TRIBUNWOW.COM - Pasukan keamanan Myanmar kembali membunuh setidaknya 12 orang dalam aksi protes anti-kudeta militer, menurut laporan saksi dan media setempat.
Melansir Reuters pada Sabtu (14/3/2021), 5 orang ditembak mati dan beberapa lainnya cedera ketika polisi melepaskan tembakan ke arah para demonstran di Mandalay, kota terbesar kedua di Myanmar.
Beberapa orang lainnya dibunuh di pusat kota Pyay dan 2 tewas dalam tembakan polisi di Yangon, di mana 3 orang telah dibunuh pada malam hari, menurut laporan media lokal.
Baca juga: Aksi Biarawati Menangis dan Berlutut di Depan Militer Myanmar, Siap Mati demi Lindungi Demonstran
"Mereka bertindak seperti dalam zona perang terhadap masyarakat tak bersenjata," kata aktivis yang berbasis di Mandalaay, Myat Thu.
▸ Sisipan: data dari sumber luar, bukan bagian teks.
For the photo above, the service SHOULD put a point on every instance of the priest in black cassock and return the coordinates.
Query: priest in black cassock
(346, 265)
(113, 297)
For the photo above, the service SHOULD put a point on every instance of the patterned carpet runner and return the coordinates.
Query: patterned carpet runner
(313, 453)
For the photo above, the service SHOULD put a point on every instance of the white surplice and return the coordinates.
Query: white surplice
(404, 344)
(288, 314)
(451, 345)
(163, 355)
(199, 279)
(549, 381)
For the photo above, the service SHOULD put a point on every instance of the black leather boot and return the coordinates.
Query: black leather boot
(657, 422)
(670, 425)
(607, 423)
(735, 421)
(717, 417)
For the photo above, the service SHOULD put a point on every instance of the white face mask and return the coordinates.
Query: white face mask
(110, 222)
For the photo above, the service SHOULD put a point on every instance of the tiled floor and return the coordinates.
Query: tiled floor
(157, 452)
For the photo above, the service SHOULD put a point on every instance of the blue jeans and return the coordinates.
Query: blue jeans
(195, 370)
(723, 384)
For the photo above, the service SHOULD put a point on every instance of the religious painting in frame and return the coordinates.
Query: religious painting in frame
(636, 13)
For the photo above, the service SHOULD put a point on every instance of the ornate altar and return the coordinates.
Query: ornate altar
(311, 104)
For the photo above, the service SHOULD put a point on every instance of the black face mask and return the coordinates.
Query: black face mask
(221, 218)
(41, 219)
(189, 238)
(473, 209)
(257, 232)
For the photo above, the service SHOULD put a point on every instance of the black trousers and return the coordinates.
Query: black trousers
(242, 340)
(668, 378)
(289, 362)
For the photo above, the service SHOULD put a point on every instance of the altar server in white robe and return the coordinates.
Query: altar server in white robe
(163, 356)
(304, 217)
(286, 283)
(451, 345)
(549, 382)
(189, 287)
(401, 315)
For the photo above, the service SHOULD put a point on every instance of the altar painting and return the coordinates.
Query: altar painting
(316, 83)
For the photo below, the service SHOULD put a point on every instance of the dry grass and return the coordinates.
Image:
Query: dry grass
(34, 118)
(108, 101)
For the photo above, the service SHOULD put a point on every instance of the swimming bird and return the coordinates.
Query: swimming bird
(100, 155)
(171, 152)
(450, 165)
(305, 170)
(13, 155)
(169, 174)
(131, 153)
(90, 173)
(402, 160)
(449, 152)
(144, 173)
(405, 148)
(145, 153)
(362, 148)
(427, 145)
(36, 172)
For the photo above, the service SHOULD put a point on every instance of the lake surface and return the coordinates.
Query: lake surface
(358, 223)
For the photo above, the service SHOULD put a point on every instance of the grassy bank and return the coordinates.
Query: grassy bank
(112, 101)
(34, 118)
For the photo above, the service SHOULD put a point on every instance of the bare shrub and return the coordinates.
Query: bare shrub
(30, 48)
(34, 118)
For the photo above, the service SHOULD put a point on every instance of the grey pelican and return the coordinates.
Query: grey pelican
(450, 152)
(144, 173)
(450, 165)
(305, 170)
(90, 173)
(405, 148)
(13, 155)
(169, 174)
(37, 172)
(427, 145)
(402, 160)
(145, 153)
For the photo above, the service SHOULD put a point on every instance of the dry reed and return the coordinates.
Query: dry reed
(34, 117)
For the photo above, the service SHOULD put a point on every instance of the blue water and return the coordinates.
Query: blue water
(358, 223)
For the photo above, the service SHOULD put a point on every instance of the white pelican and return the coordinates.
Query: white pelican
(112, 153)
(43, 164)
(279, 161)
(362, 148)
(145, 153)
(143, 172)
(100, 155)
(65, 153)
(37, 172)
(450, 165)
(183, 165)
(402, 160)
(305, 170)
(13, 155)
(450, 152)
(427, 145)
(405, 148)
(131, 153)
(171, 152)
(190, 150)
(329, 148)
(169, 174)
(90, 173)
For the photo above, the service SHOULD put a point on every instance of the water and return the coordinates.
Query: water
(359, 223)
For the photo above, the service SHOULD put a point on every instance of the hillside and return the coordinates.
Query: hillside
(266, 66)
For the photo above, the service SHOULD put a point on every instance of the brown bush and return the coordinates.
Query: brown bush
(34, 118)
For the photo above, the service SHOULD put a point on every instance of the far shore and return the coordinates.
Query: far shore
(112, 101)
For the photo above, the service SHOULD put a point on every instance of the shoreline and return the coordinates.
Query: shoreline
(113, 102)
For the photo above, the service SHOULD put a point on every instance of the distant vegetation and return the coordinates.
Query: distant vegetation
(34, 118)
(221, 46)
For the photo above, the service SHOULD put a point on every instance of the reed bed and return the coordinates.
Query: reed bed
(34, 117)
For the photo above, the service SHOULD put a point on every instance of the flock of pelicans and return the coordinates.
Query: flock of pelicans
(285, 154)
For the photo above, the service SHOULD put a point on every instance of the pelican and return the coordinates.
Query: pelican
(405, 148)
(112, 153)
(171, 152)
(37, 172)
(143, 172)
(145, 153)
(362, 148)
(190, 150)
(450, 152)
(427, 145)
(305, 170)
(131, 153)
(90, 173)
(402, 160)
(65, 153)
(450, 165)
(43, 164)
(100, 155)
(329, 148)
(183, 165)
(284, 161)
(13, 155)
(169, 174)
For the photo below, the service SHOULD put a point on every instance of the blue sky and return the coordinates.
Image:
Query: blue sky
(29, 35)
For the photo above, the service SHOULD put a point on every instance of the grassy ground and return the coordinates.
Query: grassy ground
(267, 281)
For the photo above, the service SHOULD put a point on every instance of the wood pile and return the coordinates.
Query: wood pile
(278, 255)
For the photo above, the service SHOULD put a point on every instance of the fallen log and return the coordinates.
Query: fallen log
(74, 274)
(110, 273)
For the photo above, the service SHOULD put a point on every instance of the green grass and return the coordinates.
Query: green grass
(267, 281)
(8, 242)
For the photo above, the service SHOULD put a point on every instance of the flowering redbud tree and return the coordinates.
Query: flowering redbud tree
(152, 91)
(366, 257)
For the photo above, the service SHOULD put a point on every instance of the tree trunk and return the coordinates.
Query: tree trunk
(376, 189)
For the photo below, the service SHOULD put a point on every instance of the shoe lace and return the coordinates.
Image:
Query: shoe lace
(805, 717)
Pria itu mengatakan jumlah kematian tersebut termasuk anak 13 tahun yang terbunuh.
Si Thun Tun, seorang demonstran lainnya, mengatakan melihat 2 orang ditembak, termasuk biksu Buddha.
"Salah satu dari mereka terkena tembakan di tulang kemaluan, satu lagi ditembak mati hingga tewas," ucapnya.
Di Pyay, seorang saksi mengatakan pasukan keamanan awalnya menghentikan sebuah ambulans untuk menjangkau yang terluka dan menyebabkan satu kematian.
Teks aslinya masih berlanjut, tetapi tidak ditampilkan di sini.